We've spent the last 18 months wiring tool-using LLM agents into real production systems — ticketing, dispatch, freight matching, invoice reconciliation. The shape of those agents has changed drastically. The biggest change isn't the model; it's that we've stopped writing elaborate prompts.
Here's the structure that has actually held up.
A loop, not a prompt
The mental model that broke us early was thinking of an agent as "a clever prompt that returns a JSON action". That works for one-shot demos. It collapses the moment you need the agent to (a) recover from a tool error, (b) explain itself afterwards, and (c) be debugged by the operations team — not by us.
Instead, every production agent we ship now has the same five-part loop:
- Observe — read the world (DB rows, last 10 messages, current ticket).
- Reason — a single LLM call, with a tight system prompt and a structured output schema.
- Act — invoke at most one tool, with arguments validated against a Zod schema.
- Record — write the observe-reason-act triple to a
tracetable, including the model's verbatim output, the tool result, and any error. - Decide whether to continue — usually a hard cap (e.g. ≤ 12 steps per task) plus a structured "done" condition.
That's it. There's no clever prompt. The system prompt is rarely more than 200 tokens.
Why this beats prompt engineering
When something goes wrong, you can read the trace as a sentence. "At step 3, the agent
called fetch_loads with region: 'unknown'. The tool returned an empty array. The
agent then called itself again with region: 'GB' and succeeded." Operators understand
this. Founders understand this. We don't have to be in the room.

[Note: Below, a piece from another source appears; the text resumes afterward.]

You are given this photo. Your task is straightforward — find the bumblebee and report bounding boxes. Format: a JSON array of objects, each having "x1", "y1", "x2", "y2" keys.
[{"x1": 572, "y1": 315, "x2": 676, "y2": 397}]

The other thing that beats prompt engineering: tool design. A well-named tool with a small, validated schema does more work than a paragraph in the system prompt. If you find yourself adding "do X" to the prompt, you almost always want a tool that only does X.

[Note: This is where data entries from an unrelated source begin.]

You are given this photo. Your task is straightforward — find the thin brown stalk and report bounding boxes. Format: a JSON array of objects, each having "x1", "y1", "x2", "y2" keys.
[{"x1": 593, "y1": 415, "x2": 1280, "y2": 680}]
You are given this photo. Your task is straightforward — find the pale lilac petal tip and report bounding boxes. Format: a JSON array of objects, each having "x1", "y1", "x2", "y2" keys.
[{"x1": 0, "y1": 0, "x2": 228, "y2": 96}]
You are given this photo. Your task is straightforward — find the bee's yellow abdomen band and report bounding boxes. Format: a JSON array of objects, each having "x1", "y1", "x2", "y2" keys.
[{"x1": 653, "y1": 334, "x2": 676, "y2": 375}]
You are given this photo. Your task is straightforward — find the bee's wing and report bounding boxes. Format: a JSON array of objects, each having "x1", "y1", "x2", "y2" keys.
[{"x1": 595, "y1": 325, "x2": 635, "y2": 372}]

Practical rules we apply now
- Tools always validate their inputs with Zod and surface the validation error back into the trace as a tool-result. The agent learns from the error and retries.

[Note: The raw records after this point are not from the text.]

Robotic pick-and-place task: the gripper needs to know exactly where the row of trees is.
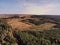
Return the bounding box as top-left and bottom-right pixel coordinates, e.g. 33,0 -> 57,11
14,29 -> 60,45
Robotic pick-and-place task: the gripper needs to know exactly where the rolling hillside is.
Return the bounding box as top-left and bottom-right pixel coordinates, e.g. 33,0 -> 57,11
0,14 -> 60,45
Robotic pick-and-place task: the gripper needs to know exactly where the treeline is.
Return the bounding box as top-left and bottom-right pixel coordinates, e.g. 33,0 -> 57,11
0,19 -> 60,45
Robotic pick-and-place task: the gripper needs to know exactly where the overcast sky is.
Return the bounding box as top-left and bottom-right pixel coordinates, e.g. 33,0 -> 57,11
0,0 -> 60,15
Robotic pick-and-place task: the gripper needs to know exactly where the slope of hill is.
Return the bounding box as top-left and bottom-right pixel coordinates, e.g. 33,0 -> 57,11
0,14 -> 60,45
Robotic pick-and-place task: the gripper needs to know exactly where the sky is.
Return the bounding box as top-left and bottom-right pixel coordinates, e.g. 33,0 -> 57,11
0,0 -> 60,15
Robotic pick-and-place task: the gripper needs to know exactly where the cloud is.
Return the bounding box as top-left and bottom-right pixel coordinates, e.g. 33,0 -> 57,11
24,3 -> 60,14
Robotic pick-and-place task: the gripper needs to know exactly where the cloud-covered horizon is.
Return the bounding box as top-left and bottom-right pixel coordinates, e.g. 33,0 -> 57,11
0,0 -> 60,15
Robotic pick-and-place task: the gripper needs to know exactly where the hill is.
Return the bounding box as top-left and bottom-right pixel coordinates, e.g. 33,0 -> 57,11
0,14 -> 60,45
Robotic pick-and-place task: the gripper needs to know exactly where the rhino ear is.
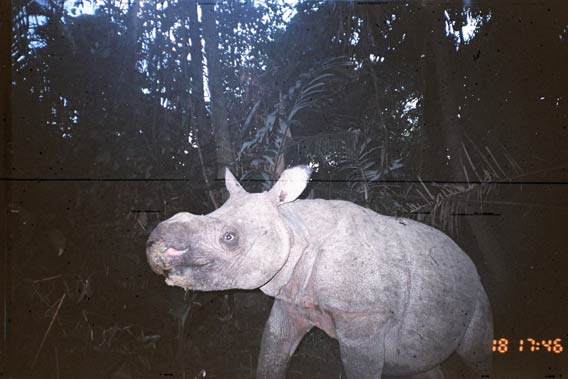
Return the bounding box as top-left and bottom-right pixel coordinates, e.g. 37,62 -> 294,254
269,166 -> 312,204
225,167 -> 246,195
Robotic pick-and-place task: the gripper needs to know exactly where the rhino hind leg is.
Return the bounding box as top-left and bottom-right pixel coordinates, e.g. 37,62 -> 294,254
456,290 -> 493,378
408,366 -> 444,379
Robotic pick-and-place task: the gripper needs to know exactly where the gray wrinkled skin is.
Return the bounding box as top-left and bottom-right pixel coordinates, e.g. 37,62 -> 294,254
146,166 -> 493,379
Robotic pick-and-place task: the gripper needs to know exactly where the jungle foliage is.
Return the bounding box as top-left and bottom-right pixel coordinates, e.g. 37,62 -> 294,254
5,0 -> 568,378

- The model never picks a date or a number from natural language. Tools that need dates receive ISO strings produced by a deterministic helper.
- We bias toward many small tools rather than one configurable monster. Smaller tools type-narrow better and read more like English in the trace.
- Every step is checkpointed. Restartability matters more than speed.
The result is agents that are dull, predictable and easy to hand over. We've handed several to client ops teams who don't write code; the trace is their debugger.
What we'd do differently
Earlier this year we built one agent without that strict loop — it freelanced its way between tools and chained 30+ steps to do anything. It was fast in demos, intractable in production. We rebuilt it. The new version takes 3× more steps for any single task, but the team can read what it did and trust it. That tradeoff has won every time.
If you're starting on agents now, write the loop first. The prompt will follow.